“Revealed: The Hidden Costs of Pharmacy-Benefit Managers”

A recent report from the House Committee on Oversight and Accountability highlights concerns about pharmacy-benefit managers (PBMs), suggesting they are directing patients towards more expensive medications while restricting their pharmacy options.

The committee’s investigation, which spanned 32 months, was released in advance of a hearing featuring executives from the largest PBM companies in the nation. PBMs serve as intermediaries for health insurers, negotiating prices with pharmaceutical firms and determining patient out-of-pocket costs. The three dominant PBMs—Express Scripts, OptumRx from UnitedHealth Group, and CVS Health’s Caremark—account for around 80% of U.S. prescriptions.

The report pointed out that these PBMs often compile lists of preferred medications that prioritize higher-priced brand-name drugs over less expensive alternatives. An example cited in the report refers to emails from Cigna staff that actively discouraged using more affordable substitutes for Humira, an arthritis medication that costs approximately $90,000 annually, despite the availability of biosimilars at half that price.
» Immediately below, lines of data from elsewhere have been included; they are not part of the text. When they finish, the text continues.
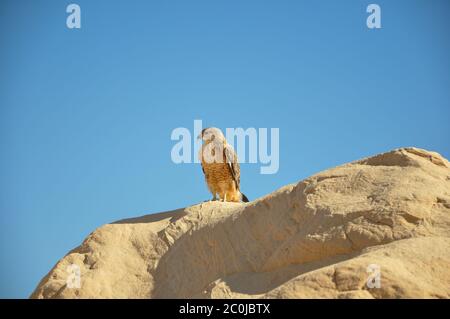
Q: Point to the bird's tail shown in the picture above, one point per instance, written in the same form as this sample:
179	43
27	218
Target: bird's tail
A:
244	198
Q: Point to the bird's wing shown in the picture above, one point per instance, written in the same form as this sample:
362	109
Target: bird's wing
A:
233	163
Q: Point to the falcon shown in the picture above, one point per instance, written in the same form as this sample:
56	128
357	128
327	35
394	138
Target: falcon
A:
220	166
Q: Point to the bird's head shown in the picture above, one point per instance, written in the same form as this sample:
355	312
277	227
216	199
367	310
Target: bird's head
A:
211	134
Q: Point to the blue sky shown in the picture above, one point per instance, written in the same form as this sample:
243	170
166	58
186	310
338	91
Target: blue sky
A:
86	115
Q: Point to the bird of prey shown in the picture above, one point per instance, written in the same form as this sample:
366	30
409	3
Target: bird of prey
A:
220	166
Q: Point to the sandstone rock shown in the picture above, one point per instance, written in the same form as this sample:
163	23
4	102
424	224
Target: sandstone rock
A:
313	239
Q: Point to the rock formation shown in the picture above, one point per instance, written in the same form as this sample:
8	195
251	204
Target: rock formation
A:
318	238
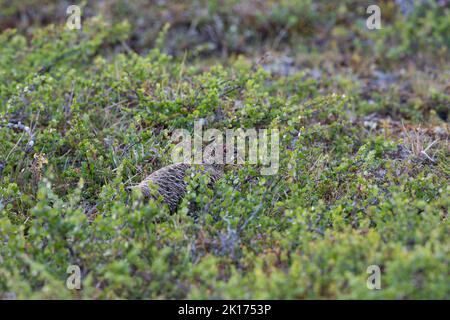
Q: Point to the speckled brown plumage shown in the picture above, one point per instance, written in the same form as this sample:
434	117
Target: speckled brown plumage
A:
171	184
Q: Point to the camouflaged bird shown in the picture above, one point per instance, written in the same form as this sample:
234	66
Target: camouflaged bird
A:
171	184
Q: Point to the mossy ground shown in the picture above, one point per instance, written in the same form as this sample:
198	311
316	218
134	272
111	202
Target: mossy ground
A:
356	110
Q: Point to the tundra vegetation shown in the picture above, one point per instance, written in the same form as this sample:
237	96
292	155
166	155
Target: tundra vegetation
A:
363	174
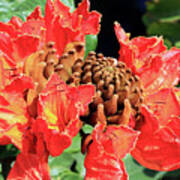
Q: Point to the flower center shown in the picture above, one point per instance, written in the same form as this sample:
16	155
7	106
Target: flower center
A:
118	90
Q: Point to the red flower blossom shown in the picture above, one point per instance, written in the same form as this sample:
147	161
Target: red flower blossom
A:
103	159
26	85
159	142
14	117
29	166
59	109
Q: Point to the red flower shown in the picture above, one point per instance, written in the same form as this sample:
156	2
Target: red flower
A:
29	166
103	159
59	109
71	26
26	82
14	117
159	142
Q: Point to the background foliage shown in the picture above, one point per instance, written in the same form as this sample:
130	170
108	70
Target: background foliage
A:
162	17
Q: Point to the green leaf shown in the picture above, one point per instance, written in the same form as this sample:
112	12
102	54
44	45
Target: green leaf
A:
138	172
91	43
164	10
87	129
70	163
60	164
76	144
69	3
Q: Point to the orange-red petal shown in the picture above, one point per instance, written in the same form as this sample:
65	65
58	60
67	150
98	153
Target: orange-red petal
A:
87	22
164	105
13	112
29	166
158	147
104	154
59	108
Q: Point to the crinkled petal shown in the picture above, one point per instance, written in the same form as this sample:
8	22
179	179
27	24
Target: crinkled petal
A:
13	118
9	29
13	111
29	166
147	47
60	107
29	43
19	84
36	14
63	35
164	105
121	35
16	22
106	150
6	45
149	74
88	22
158	147
33	27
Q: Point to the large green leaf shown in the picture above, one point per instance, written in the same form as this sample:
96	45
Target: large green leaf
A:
162	18
138	172
70	164
163	10
69	3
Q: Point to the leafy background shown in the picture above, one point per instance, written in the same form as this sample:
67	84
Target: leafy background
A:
162	17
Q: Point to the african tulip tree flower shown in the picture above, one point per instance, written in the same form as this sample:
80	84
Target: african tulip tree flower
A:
29	54
158	146
58	91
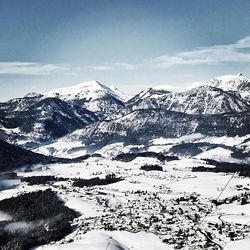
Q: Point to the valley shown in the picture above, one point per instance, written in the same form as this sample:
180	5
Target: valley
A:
159	170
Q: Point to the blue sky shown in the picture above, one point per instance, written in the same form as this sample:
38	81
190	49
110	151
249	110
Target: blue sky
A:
131	44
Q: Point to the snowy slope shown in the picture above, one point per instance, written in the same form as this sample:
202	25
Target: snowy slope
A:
237	83
94	96
200	100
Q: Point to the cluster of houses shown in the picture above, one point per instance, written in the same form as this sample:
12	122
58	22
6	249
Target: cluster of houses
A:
176	221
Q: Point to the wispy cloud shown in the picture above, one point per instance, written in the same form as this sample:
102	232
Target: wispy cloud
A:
114	65
29	68
210	55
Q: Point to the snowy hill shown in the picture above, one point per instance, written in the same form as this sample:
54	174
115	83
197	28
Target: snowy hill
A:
237	83
43	121
92	95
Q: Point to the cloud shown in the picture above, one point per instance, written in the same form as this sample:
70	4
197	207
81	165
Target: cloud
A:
114	66
210	55
29	68
100	67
Additionally, the committee found that Express Scripts advised patients that filling prescriptions at local pharmacies would result in higher costs compared to obtaining a three-month supply through its mail-order service. This practice effectively restricts patient choices regarding pharmacy selection.

Earlier this month, the U.S. Federal Trade Commission (FTC) released a similar report, noting that the top six PBMs control nearly 95% of all prescriptions filled in the United States. The FTC expressed concern over the considerable influence PBMs wield over Americans’ access to and affordability of prescription medications, highlighting that vertically integrated PBMs might favor their own businesses at the expense of unaffiliated pharmacies, potentially raising drug costs.

FTC Chair Lina M. Khan stated that these findings indicate PBMs may be overcharging patients for critical medications like cancer drugs, generating more than $1 billion in additional revenue.